The aim of our study was to (1) report our surgical outcomes of internal fixation in patients with non-displaced or valgus impaction fractures of the femoral neck, (2) introduce our new three-dimensional assessment method using a combination of X-ray and CT imaging, and (3) determine which radiologic measurements significantly predicted fixation failure.

Hypothesis

We hypothesized that high posterior tilt angle and retroversion angle are related to high incidence of non-union and osteonecrosis.

Materials and methods

From January 2009 to December 2016, 64 elderly patients in two institutions with non-displaced or valgus impaction fractures of the femoral neck who had internal fixation using multiple parallel cannulated screws were enrolled.
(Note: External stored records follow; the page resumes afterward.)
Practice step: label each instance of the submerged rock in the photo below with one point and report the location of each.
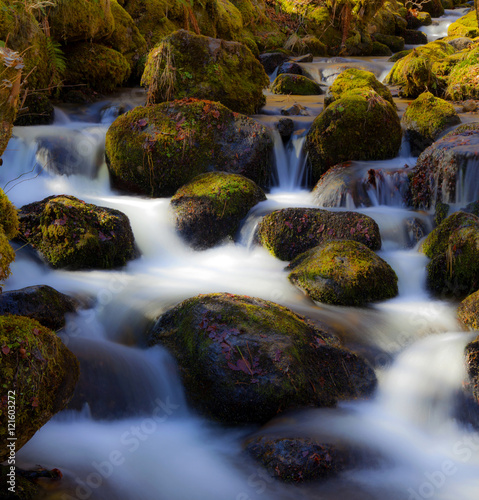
(211, 207)
(69, 233)
(205, 68)
(39, 371)
(154, 150)
(244, 359)
(289, 232)
(343, 273)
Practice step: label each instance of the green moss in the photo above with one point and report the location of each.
(295, 84)
(353, 78)
(40, 370)
(343, 273)
(101, 68)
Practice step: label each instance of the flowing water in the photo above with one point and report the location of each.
(136, 439)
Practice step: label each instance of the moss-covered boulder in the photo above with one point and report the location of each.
(12, 64)
(289, 232)
(81, 20)
(41, 303)
(424, 120)
(360, 125)
(415, 73)
(464, 26)
(441, 170)
(38, 375)
(101, 68)
(353, 79)
(154, 150)
(453, 248)
(343, 273)
(297, 459)
(244, 359)
(210, 208)
(69, 233)
(287, 83)
(188, 65)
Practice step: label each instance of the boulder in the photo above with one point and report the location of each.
(287, 83)
(425, 119)
(154, 150)
(352, 79)
(443, 168)
(244, 359)
(289, 232)
(345, 273)
(205, 68)
(71, 234)
(210, 208)
(41, 303)
(360, 125)
(38, 374)
(453, 248)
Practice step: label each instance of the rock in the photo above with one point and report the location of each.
(289, 232)
(101, 68)
(41, 303)
(453, 248)
(40, 371)
(297, 459)
(271, 60)
(210, 208)
(438, 168)
(295, 84)
(244, 359)
(154, 150)
(205, 68)
(425, 119)
(335, 135)
(343, 273)
(353, 79)
(71, 234)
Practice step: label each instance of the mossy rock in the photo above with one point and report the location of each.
(395, 43)
(464, 26)
(154, 150)
(438, 168)
(101, 68)
(37, 110)
(289, 232)
(41, 303)
(244, 359)
(343, 273)
(210, 208)
(424, 120)
(360, 125)
(81, 20)
(354, 78)
(205, 68)
(453, 248)
(295, 84)
(41, 371)
(71, 234)
(295, 460)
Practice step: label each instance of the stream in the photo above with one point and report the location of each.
(414, 444)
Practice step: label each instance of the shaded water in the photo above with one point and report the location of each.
(151, 445)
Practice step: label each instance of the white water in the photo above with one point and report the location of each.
(416, 448)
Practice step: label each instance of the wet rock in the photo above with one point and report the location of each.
(244, 359)
(154, 150)
(41, 302)
(210, 208)
(289, 232)
(343, 273)
(40, 370)
(71, 234)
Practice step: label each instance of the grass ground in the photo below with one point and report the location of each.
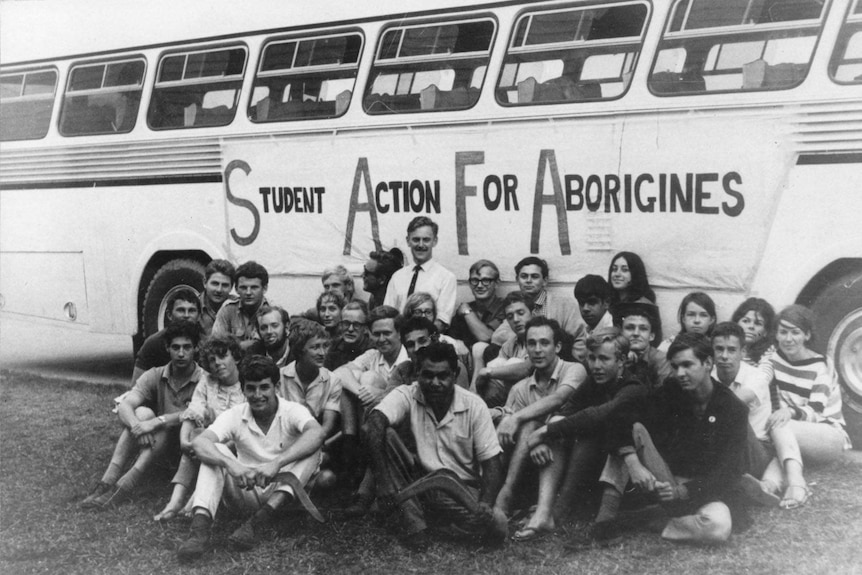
(56, 437)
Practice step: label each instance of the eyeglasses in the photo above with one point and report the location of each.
(484, 281)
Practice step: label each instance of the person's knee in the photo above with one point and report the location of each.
(144, 413)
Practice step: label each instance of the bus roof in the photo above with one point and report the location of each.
(34, 30)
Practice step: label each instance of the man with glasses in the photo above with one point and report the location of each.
(476, 321)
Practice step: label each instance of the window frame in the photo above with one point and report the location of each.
(305, 70)
(34, 97)
(187, 51)
(378, 64)
(67, 93)
(575, 44)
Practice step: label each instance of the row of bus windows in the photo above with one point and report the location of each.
(562, 55)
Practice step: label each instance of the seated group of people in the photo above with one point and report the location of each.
(458, 416)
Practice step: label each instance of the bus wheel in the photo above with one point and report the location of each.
(171, 277)
(838, 317)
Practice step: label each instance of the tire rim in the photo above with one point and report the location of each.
(845, 348)
(163, 305)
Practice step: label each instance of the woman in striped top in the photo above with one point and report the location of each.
(806, 399)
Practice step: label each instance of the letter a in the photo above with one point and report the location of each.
(548, 157)
(367, 206)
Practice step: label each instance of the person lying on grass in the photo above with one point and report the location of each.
(216, 392)
(273, 437)
(151, 416)
(454, 435)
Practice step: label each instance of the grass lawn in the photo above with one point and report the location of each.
(57, 438)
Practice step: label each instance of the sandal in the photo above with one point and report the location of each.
(530, 534)
(796, 496)
(753, 489)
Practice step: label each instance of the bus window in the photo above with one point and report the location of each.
(572, 55)
(26, 102)
(305, 78)
(430, 67)
(195, 89)
(102, 98)
(846, 64)
(736, 45)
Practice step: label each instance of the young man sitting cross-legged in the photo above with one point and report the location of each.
(273, 437)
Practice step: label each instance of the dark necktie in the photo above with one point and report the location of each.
(416, 270)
To determine the independent predictors of non-union, osteonecrosis, and re-operation, various clinical variables and radiologic variables, including the valgus angle on coronal CT images, the posterior tilt angle on Lorenz images, and the retroversion angle on axial CT images, were analyzed.

Results

Non-union was identified in nine of the 64 patients (14.1%) and nine of the 55 patients (16.4%) who achieved bony union had femoral head osteonecrosis with subsequent segmental collapse. The multiple logistic regression model showed that a low bone mineral density of the femur, a higher posterior tilt angle on Lorenz image, and a higher retroversion angle on axial CT images were independent predictors of non-union and re-operation.

Discussion

Primary hip arthroplasty should be considered when a posterior tilt angle of more than 9 degrees on Lorenz images or a retroversion angle of more than 13 degrees on axial CT images is identified in patients with osteoporotic valgus impaction fractures.

Type of study and level of proof

III, Retrospective comparative study.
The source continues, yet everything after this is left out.